Famous Flowers in Modern Art
Before color photography, the primary way to capture the otherworldly beauty of buds in bloom was with a brush. Skilled artists throughout history spent hours, days, and sometimes years bringing a single piece of work to life in order to memorialize and celebrate an ethereal moment of time. Yet in current times, we have been so inundated with countless reproductions placed upon mundane everyday objects (mugs, mouse pads, calendars, oh my!) that we too often fail to appreciate the brilliance of these treasures. Here are five such masterstrokes I hope you will never dismiss again.
Vincent Van Gogh, Irises, 1889
Did you know one of the most famous flower paintings known today was actually considered a ‘study’ by the Post-Impressionist artist himself? According to the Getty Museum – where it is currently on display – it was Van Gogh’s brother Theo who recognized its potential. And after seeing the piece it was French art critic Octave Mirbeau who was compelled to write, "How well he has understood the exquisite nature of flowers!" Ironically and tragically, Van Gogh painted it while at an asylum and a year before he ended his life.

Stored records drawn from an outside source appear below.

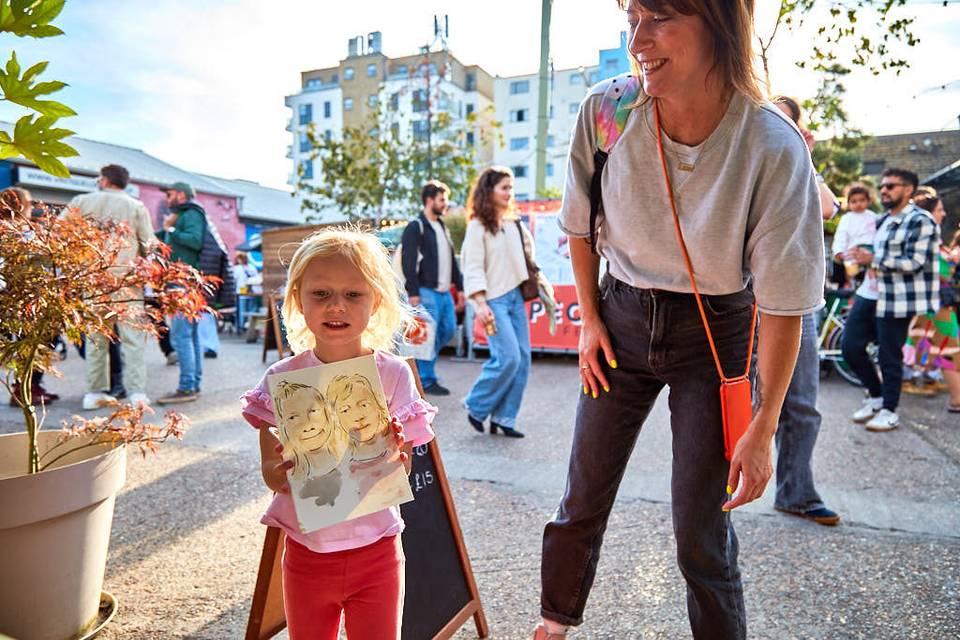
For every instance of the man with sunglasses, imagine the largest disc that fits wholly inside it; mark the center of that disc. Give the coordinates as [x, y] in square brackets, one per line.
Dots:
[905, 284]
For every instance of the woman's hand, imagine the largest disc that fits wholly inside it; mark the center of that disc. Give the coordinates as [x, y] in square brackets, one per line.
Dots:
[753, 457]
[275, 472]
[594, 344]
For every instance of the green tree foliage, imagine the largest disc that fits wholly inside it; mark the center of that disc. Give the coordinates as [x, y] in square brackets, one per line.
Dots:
[374, 171]
[855, 33]
[34, 135]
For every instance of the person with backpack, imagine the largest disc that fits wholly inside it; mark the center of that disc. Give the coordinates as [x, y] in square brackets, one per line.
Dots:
[183, 230]
[700, 197]
[429, 270]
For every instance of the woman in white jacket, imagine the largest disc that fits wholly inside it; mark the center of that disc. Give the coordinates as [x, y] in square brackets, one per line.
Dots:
[493, 269]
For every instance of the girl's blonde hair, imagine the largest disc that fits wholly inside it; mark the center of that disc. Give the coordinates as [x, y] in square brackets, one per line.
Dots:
[339, 439]
[342, 387]
[391, 317]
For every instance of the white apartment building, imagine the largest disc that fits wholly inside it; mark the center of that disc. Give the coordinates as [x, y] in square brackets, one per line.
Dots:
[406, 89]
[517, 101]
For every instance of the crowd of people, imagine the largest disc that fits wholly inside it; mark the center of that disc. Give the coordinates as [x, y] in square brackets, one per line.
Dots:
[115, 365]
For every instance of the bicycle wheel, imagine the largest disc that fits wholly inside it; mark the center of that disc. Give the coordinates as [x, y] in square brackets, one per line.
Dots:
[839, 364]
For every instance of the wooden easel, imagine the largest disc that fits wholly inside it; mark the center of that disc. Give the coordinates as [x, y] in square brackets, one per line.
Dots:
[267, 617]
[271, 329]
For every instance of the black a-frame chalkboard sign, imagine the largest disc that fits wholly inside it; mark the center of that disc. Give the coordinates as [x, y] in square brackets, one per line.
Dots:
[441, 594]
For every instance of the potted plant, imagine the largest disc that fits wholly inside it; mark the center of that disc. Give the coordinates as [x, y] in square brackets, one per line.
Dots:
[59, 276]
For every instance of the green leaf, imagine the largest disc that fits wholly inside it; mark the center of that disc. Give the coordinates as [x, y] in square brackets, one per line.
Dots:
[40, 143]
[30, 18]
[22, 91]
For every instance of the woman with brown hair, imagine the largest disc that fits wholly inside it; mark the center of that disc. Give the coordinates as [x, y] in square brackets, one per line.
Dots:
[708, 209]
[494, 266]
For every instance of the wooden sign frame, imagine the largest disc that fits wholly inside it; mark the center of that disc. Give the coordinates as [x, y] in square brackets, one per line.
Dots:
[267, 618]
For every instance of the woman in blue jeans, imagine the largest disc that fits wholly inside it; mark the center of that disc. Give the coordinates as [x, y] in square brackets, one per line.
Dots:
[494, 266]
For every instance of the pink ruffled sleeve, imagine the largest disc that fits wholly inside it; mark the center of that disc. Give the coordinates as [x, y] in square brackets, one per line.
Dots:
[256, 406]
[415, 414]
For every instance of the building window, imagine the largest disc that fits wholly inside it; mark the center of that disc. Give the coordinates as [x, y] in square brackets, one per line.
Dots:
[306, 170]
[421, 130]
[419, 100]
[306, 113]
[519, 86]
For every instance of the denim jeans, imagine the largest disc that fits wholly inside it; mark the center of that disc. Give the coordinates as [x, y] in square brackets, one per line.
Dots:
[207, 331]
[659, 340]
[440, 307]
[798, 428]
[185, 338]
[863, 327]
[498, 391]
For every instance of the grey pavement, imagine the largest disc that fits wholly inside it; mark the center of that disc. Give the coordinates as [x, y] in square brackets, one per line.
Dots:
[186, 537]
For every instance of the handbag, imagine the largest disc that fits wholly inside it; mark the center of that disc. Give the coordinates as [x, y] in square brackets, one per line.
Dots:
[736, 394]
[529, 288]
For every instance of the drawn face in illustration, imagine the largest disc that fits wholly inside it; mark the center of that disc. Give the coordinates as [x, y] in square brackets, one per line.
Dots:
[308, 426]
[359, 413]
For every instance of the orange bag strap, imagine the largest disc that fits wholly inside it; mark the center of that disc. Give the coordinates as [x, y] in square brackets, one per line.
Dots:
[686, 260]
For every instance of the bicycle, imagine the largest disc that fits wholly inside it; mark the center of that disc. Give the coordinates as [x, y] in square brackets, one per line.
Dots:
[831, 336]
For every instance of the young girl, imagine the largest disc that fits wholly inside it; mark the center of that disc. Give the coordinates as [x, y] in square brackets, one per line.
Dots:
[342, 301]
[317, 443]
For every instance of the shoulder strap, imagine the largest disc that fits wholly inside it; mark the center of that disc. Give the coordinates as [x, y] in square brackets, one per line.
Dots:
[689, 264]
[611, 119]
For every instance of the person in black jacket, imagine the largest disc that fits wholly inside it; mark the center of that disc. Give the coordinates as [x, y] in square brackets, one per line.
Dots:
[430, 268]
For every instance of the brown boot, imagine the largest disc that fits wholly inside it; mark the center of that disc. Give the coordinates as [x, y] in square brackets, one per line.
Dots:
[540, 633]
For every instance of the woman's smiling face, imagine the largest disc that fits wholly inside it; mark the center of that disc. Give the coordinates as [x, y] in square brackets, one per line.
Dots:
[306, 421]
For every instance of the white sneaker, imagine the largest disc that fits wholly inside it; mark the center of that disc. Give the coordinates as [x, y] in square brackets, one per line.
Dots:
[138, 398]
[886, 420]
[96, 400]
[867, 410]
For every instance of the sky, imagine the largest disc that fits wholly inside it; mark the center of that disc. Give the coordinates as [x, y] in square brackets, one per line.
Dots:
[202, 84]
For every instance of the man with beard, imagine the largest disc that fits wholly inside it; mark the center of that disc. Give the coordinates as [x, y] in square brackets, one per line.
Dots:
[430, 268]
[903, 283]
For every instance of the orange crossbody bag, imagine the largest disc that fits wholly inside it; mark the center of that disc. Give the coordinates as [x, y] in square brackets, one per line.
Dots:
[736, 394]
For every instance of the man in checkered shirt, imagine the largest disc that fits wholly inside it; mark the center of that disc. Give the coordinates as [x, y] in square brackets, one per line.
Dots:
[905, 284]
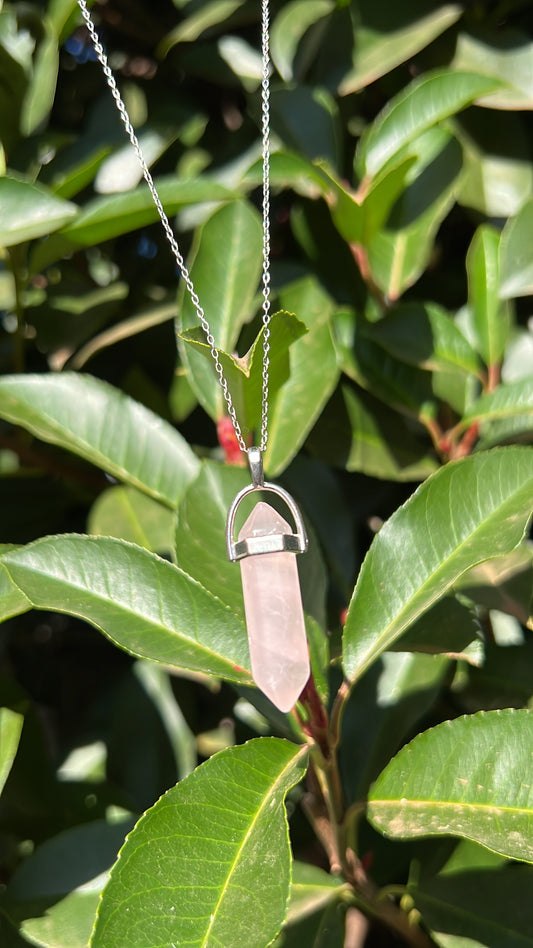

Yet his genius lives on to inspire us all. On display at the Getty Museum in Los Angeles
Gustav Klimt, Sunflower, 1906-1907
Before ‘The Kiss’ there was ‘The Sunflower’ – perhaps a prequel to Klimt’s most famous opulently gilded Art Nouveau-style portrait of a couple in embrace. Even though ‘The Sunflower’ is a representation of a single sunflower standing tall in all its glory within an abundant garden setting, it certainly contains human-like characteristics and a silhouette Klimt might later rekindle for ‘The Kiss.’ But if you are still not convinced a sunflower can have the power to rapture and romance, note that Klimt did once declare, “All art is erotic.” Private Collection
Claude Monet, Red Water Lilies, 1914-1919
Are there any more famous lilies than Monet’s water lilies? Painted by the grandmaster of the Impressionist art movement at his home in Giverny, France over his last declining years of age and sight, ‘Water Lilies’ is actually a series of over 250 paintings created within his carefully cultivated gardens. And although these masterpieces live on through museums all over the world including the Musée D’Orsay in Paris and The Metropolitan Museum of Art in New York City, Monet himself declared, “My finest masterpiece is my garden.” At the California Palace of the Legion of Honor, San Francisco
Georgia O’Keefe, Oriental Poppies, 1927
I have been told (and am enormously humbled) that my work reminds some of the inimitable Georgia O’Keefe’s groundbreaking, intimate portrayals of flowers up close and personal. A contemporary of American modern photographers like Ansel Adams, O’Keefe was able to bring a sensuality to her subjects not before seen and certainly not entirely captured by a camera just yet. She possessed an alluring ability to abstract a flower’s natural form while accentuating its vibrancy in full color. O’Keefe is quoted as saying, “I'll paint it big and they will be surprised into taking time to look at it - I will make even busy New Yorkers take time to see what I see of flowers.” And so she has. Part of a collection at the University of Minnesota Art Museum
Andy Warhol, Flowers, 1964
Although Andy Warhol is best known for his Pop Art celebrity silkscreen portraits, his ‘Flowers’ series was a sharp departure that surprised many and continues to delight. Village Voice art critic David Bourdon wrote in 1964 that the flowers appear to be afloat, “like cut-out gouaches by Matisse set adrift on Monet’s lily pond.” But unlike the four previously mentioned works above, this series was not created directly from an interaction with nature; Warhol instead used a photograph of hibiscus blossoms he found in a 1964 issue of Modern Photography to create the silkscreen prints (and was later sued by the original photographer Patricia Caulfield). Private Collections and at the MoMA New York
But all in all, as with each of these examples, Warhol says it best of this one: “My fascination with letting images repeat and repeat… manifests my belief that we spend much of our lives seeing without observing.”
It is my hope that you will see and observe, from now on.